Filippo si dimenava sul divano come un pazzo, mentre Marika cercava di convincerlo del fatto che tutti i grandi quando si vogliono bene, si baciano.
Ridicolo, io e Marco ci scambiavamo così poche effusioni davanti a lui che alla fine temevo ci vedesse più come due amici, piuttosto che come i suoi genitori innamorati.

《Filippo, te lo dico un ultima volta. Questo film finisce tra dieci minuti. Fammi finire di vedere i miei porcellini, poi guardiamo i tuoi!》

Scoppiai a ridere.
Non mi venne per nulla alla mente che la mia più cara amica fosse stata volgare. Mi bastò guardare l'espressione di Filippo per capire che lui non aveva afferrato l'allusione di Marika.

Tutti e due si voltarono a guardarmi. Filippo rimase per un po' con aria interrogativa, come se si stesse chiedendo che fine avesse fatto la sua mamma.
Marika si lasciò andare in un forte applauso.

《Wow, mammina! Ora si che ti riconosco! Alla fine lo devo ammettere. Hai avuto gusto. E come ti stanno bene i capelli, il trucco... Sì ma,apri quel soprabito e mostra le tette sorella, quel lavoro deve essere nostro, o no?》

Mi affrettai a tappare le orecchie a Filippo che, nel caos della situazione, rideva come un pazzo.

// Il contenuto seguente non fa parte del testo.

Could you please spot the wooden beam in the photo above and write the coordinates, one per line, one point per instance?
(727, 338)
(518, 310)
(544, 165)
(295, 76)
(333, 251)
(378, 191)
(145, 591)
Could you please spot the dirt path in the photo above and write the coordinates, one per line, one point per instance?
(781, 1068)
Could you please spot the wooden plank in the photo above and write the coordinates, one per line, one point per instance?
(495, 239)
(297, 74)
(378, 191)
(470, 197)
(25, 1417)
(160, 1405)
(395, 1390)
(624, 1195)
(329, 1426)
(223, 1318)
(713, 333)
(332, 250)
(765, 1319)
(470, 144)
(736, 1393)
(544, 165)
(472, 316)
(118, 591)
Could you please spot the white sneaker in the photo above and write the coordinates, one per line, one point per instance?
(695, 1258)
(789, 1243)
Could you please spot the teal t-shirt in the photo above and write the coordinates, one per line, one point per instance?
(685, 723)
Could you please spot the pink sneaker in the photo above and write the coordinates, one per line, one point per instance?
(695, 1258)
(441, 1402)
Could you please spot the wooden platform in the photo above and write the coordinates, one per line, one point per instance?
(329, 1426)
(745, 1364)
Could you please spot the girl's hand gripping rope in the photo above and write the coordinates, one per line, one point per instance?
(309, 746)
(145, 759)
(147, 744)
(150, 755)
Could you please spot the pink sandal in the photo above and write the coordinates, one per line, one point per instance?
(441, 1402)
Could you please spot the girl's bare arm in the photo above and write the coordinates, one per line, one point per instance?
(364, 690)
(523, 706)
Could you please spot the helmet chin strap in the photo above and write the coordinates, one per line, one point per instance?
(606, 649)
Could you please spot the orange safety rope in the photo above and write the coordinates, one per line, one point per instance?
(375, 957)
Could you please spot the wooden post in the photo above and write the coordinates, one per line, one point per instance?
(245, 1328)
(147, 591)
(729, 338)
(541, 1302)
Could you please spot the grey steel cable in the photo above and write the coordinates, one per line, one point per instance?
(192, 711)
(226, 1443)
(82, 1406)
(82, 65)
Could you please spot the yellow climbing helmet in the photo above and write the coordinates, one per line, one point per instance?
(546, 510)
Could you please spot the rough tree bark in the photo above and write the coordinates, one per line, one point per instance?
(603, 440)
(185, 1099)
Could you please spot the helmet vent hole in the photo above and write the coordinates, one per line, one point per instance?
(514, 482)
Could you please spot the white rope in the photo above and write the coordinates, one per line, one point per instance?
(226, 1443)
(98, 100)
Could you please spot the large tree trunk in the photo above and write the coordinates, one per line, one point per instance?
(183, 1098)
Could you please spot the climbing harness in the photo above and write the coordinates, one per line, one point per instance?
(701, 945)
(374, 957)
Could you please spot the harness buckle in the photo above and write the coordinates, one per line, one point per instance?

Questa l'aveva afferrata bene.
Dopo aver ringraziato Marika per come aveva esposto i suoi apprezzamenti, mi diressi verso la mia auto nel viale.
Era quasi bella, tutta pulita. Un ultimo sguardo allo specchietto retrovisore, un bel sorriso, ingranai la marcia e uscii dalla mia proprietà.

Ascoltando la radio, mi ritrovai a canticchiare un pezzo del momento e a sorridere. Impostai il navigatore alla mia meta, circa cinquanta chilometri.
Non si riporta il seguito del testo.